Red Echo

September 27, 2015

Deep Playa 2015

Well, that was a fun weekend, out in the trees near Sedro-Woolley. This was apparently the fourth year of the Deep Playa campout and it looked to be around 300 people this time. There were interesting art projects, fun activities, decent music, and overall a happy burnery festival vibe despite the cold damp weather.

AJ and I camped out in our big truck, as is becoming usual, and while it really needs a heater, at least it’s insulated and we had a generator powering the electric blanket. We also hung a big tarp off the side of the truck and made a shaded area where we could set up the propane camp fire – and lo there was much gathering and enjoying on Saturday night, as everyone was pretty much clustered up around one fire or another.

I brought the small version of my sound system and set it up by our camp, renegade-style. Two 15″ subs and two Mackie 450 tops – it was more sound than we needed, honestly, and I had a great time rocking the neighborhood with it. I played an electroswing set on Friday afternoon, and three psytrance sets at various other times when the mood struck me. I also got to play glitch-hop on the big main stage sound system Saturday night – it was a little challenging, perhaps due to the cold, but it went well anyway and I’m glad I did it.

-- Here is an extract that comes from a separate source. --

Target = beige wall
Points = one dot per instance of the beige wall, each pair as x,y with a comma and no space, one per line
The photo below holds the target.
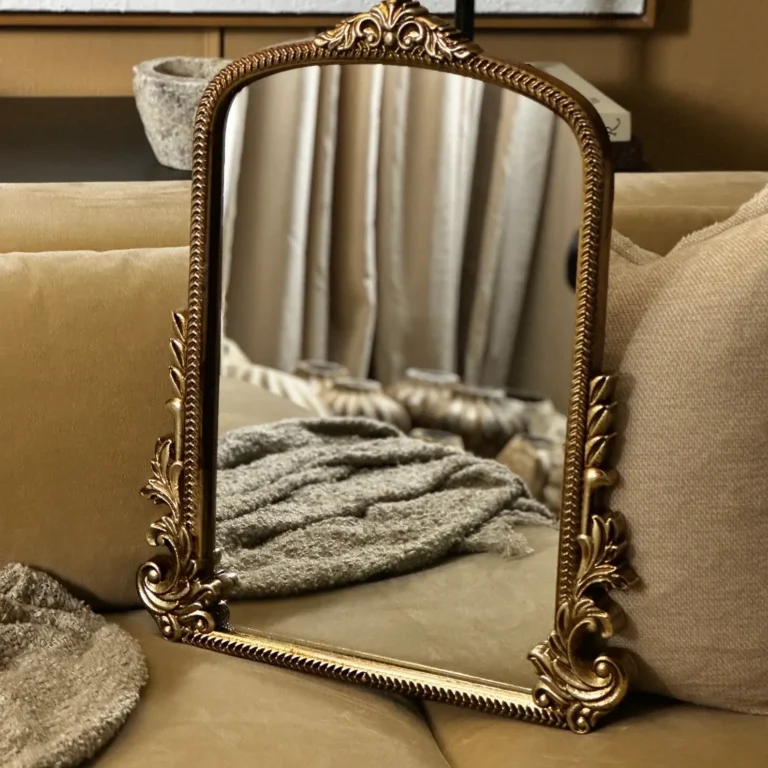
695,84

Tomorrow it’ll be time to unpack; tonight I’m making an early night of it.

September 24, 2015

I did a little research and the pieces of this plan are becoming clear. Virtio appears to be a totally reasonable platform abstraction API, and KVM will do the job as a hypervisor. I’ll set up an x86_64-elf gcc crosscompiler and use newlib as the C library. Each executable will have its own disk image, and exec will function by spawning a new VM and booting it with the target executable.

The missing piece, so far as I can tell, is a proxy representation of the hypervisor’s management interface which can be provided to a guest OS, so that our VMs can virtualize themselves – and pass on a proxy for their own hypervisor proxy, so that subprocesses can virtualize themselves in turn, recursively. This would enable the construction of a guest-OS shell managing an array of processes which are themselves independent guest-OS machines. Current thought: define the ‘virsh’ terminal interface as a serial protocol, then write a linux-side launcher process that creates a pipe-based virtual serial device and hands it off when starting up the first guest process.

With the launcher and the multitasking shell in place, a toolchain targeting this baremetal environment, and an array of virtio device drivers in the form of static libs you can link in, the platform would be ready to go.

September 23, 2015

To simplify a bit further: I want to throw away the traditional “operating system” entirely, use the hypervisor as a process manager, use virtual device IO for IPC, and implement programs as unikernels.

I think this could all be done inside Linux, using KVM or Lguest, constructing the secure new world inside the creaky, complex old one.

September 22, 2015

Perhaps the reason I can’t sell myself on a specific minimal microkernel interface is that the system I want to build is not a microkernel at all. What I really want is no interface, no API, but an exokernel system where every program is written as though it were the only occupant of a single machine.

The interior space of a POSIX machine is so complex I’ve given up on the prospect of securing it, but hypervisors seem to have accomplished the job of secure isolation well enough to make the whole “cloud computing” business work. What if processes in this hypothetical environment were merely paravirtualized machines? Each executable would be a single-purpose “operating system” for a virtual machine.

A hypervisor takes the place of the traditional kernel, VirtIO devices stand in for the usual device-manipulation syscalls, and the shell becomes a HID multiplexer. Since each process sees itself as a separate machine, there is no longer any requirement for a shared mutable filesystem; instead of communicating by manipulating shared resources, processes must share resources by communicating.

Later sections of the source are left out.